Tirana is not the place to go if you want to cut loose and go a little crazy. Nightlife here, which really didn’t exist under communism, is calm and relaxed and very mellow. Dancing on tabletops and getting visibly drunk is just not done.
That’s not to say there is nothing to do in Tirana. An entire section of town is basically dedicated to nightlife. The Bllok (The Block) is crawling with bars and cafes. What makes this part of town utterly unique, however, is that this is the neighborhood where the communist elite lived prior to their downfall. Ordinary citizens were not allowed to step foot in this part of town; armed guards were posted at the entrances and the whole area was blocked off, thus the name which still sticks today.
The arrival of capitalism and western-style decadence (albeit low key) is particularly ironic in this former communist hotbed. Nowhere is this more apparent than the street of Ismail Qemali. On one side is the former home of dictator Enver Hoxha–a dictator so paranoid about the outside world that he severed all train lines that crossed the Albanian border. On the other side, directly across the street, sits dozens of cafes and bars. There is something irresistibly pleasing about lounging on the outside patio of Insomnia–an American owned bar–with a cold Heineken in hand, gazing across the street at Hoxha’s old house.
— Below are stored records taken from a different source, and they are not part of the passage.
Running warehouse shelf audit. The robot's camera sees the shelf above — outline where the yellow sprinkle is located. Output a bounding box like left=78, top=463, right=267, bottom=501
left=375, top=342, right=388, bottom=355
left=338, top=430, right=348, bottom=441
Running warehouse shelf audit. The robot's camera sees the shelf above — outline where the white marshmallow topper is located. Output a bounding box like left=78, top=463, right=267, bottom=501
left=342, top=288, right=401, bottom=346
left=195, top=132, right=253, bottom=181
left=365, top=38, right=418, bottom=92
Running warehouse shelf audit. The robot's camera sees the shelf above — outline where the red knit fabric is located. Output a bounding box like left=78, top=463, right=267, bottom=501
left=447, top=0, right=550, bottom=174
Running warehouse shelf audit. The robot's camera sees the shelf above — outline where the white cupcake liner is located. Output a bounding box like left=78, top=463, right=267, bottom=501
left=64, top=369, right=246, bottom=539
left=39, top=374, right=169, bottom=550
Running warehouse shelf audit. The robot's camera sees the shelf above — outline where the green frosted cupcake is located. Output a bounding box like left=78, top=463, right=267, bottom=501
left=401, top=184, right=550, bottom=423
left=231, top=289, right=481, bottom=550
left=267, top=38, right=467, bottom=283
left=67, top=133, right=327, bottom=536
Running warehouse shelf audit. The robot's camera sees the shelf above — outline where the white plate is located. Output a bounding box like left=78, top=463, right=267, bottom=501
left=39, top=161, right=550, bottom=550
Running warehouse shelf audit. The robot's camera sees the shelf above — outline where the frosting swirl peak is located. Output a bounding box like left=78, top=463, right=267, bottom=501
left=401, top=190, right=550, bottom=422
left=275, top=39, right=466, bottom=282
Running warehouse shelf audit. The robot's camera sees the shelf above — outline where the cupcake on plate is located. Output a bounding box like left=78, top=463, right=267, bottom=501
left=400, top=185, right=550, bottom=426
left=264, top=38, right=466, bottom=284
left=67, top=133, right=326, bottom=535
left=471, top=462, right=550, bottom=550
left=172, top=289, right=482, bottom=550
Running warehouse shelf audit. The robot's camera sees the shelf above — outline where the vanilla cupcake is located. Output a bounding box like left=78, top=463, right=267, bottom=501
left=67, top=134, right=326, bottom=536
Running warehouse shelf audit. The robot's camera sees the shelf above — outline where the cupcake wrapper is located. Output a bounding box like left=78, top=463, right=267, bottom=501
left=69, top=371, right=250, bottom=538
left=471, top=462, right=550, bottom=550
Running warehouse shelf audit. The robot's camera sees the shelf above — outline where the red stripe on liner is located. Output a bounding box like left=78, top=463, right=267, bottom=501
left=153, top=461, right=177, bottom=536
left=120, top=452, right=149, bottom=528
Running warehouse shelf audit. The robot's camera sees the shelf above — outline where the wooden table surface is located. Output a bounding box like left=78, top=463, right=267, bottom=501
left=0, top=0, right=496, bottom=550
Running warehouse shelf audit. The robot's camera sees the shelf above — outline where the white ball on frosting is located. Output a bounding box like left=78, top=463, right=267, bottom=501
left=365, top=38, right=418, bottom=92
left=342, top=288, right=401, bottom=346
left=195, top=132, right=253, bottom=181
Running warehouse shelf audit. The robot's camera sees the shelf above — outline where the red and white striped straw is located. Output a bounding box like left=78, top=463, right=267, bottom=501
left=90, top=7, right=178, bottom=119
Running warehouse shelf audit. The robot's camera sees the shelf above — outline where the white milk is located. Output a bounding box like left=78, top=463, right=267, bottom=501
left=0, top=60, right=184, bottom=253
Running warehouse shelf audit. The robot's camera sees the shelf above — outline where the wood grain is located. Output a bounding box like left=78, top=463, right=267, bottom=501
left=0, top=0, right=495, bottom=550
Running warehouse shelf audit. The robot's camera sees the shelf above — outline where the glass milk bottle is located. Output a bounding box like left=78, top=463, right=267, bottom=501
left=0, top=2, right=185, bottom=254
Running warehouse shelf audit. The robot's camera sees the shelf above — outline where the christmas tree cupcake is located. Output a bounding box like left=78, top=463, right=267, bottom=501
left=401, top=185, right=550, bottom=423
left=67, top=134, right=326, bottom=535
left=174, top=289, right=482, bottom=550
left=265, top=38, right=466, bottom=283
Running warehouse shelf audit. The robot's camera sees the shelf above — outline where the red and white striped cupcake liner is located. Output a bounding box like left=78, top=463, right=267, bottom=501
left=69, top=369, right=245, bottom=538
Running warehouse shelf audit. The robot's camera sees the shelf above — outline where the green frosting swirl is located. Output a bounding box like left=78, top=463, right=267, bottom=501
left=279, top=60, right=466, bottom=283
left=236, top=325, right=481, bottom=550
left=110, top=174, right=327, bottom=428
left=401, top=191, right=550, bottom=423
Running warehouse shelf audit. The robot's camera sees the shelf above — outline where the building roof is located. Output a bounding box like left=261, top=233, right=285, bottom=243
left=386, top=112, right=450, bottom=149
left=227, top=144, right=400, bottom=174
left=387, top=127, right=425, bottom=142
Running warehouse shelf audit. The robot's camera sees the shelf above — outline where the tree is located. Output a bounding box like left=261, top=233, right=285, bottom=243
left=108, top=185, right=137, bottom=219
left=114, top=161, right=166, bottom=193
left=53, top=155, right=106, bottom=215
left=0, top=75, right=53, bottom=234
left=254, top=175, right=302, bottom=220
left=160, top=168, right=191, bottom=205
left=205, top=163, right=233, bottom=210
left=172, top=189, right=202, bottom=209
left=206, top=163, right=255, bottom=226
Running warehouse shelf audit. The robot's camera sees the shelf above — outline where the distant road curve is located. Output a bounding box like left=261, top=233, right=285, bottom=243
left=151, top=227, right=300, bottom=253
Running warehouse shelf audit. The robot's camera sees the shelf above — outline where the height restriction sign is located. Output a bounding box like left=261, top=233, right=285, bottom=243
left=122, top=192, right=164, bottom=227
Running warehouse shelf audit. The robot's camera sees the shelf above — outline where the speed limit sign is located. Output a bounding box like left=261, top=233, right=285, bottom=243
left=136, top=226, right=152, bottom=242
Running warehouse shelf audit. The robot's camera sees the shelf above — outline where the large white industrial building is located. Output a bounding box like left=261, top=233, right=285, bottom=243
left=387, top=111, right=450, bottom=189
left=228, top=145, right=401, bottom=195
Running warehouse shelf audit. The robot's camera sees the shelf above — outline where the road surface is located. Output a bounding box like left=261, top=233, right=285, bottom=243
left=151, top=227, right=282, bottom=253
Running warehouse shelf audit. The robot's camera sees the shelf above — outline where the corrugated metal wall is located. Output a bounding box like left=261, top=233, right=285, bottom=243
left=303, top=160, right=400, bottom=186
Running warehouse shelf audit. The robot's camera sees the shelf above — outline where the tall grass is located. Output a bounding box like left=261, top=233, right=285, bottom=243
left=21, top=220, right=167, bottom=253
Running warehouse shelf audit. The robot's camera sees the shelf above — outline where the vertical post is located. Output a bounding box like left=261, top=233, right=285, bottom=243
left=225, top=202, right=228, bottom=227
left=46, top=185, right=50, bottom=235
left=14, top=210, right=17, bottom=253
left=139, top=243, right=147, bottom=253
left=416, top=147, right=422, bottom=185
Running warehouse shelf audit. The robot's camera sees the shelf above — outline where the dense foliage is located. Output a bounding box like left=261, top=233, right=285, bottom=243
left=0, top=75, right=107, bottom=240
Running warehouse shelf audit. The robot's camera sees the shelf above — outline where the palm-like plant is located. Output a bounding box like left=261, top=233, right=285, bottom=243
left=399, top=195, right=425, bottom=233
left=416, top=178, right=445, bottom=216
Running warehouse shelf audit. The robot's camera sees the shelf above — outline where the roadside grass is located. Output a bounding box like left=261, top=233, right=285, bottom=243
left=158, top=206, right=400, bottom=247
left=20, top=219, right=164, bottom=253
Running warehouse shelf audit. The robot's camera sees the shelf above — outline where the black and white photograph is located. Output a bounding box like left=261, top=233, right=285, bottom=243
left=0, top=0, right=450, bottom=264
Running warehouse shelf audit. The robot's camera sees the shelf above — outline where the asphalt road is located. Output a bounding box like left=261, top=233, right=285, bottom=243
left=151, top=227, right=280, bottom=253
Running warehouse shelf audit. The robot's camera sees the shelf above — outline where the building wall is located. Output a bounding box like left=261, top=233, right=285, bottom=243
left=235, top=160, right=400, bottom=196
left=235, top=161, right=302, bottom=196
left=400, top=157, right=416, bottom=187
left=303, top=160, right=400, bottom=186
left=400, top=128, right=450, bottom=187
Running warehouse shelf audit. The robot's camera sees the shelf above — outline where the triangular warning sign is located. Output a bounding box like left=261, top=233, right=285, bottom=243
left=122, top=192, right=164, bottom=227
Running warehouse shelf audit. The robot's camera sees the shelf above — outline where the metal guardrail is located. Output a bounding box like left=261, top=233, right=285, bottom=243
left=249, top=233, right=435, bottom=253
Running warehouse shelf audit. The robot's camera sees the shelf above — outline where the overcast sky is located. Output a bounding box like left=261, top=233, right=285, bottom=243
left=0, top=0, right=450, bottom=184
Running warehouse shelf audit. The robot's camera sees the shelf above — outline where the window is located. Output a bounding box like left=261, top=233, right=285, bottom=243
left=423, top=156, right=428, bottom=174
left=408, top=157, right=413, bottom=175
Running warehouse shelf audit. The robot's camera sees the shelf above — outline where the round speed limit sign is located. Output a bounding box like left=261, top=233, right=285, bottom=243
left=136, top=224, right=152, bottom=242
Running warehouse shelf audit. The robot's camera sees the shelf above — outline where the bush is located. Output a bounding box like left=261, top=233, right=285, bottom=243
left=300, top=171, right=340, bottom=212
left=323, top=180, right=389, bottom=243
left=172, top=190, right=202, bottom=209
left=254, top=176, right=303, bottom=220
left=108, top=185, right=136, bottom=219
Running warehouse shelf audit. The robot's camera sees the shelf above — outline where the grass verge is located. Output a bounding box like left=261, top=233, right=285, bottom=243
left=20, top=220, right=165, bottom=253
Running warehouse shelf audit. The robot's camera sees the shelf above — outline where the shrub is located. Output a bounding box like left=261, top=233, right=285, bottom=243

There are other great watering holes as well. My favorite, Capriccio, is a just a couple of blocks away on Brigada e VIII (see above photo). It is modern, swank, and oozing with a great atmosphere. I would never have guessed I was in Tirana had you blindfolded me and dropped me off there.
Flex, on Dëshmorët E 4 Shkurtit, is similar in style and feeling and also worth a visit. Slightly more pretentious, with artwork on the walls and dour-faced posers sipping coffee, is Quo Vadis (Ismail Qemali 27). My favorite place to hang out during the day was the top floor of Bar Select. This rooftop café is nestled amongst pine tree three stories above the busy streets and is a wonderful place to slowly sip your drink and watch Tirana pass you by.
Certainly the bar with the very best aerial view is the Sky Club Café (Dëshmorët e 4 Shkurtit 5). Capping the top of Tirana’s tallest building, the Sky Club has amazing views of the Blloku as well as the surrounding city. Like building-top bars of similar ilk throughout the world, the ambience is cheesy and the drinks expensive. Go for the view and then duck out.
Lastly, I can’t write about nightlife in Tirana without mention the Living Room (Punëtorët e Rilindjes 16). Everything I read before going to Tirana mentioned how this was the hottest bar in the entire city. I stopped by twice and it was as dead as Tirana circa 1974. The interior is really quite cool, modeled after a very nice living room complete with stuffed sofas and bookshelves, but for whatever reason the bar seems to have fallen way off the “What’s Hot in Tirana” list.
Although I was the Ugly American who drank lots of Coca Cola in the Bllok, the resounding drink of choice in Tirana is coffee. Tiny espresso cups litter tables everywhere I went. For those wanting something a little harder, most of the upscale bars serve a variety of imported drinks, but not much else. There is very little domestically produced alcohol in Albania. Be sure, however, to try the local beer, Birra Tirana, which is light, hoppy and decently tolerable. And don’t leave Albania without ingesting a shot of raki. If you like swigging kerosene or other types of fuel normally poured into small motors, this is the drink for you.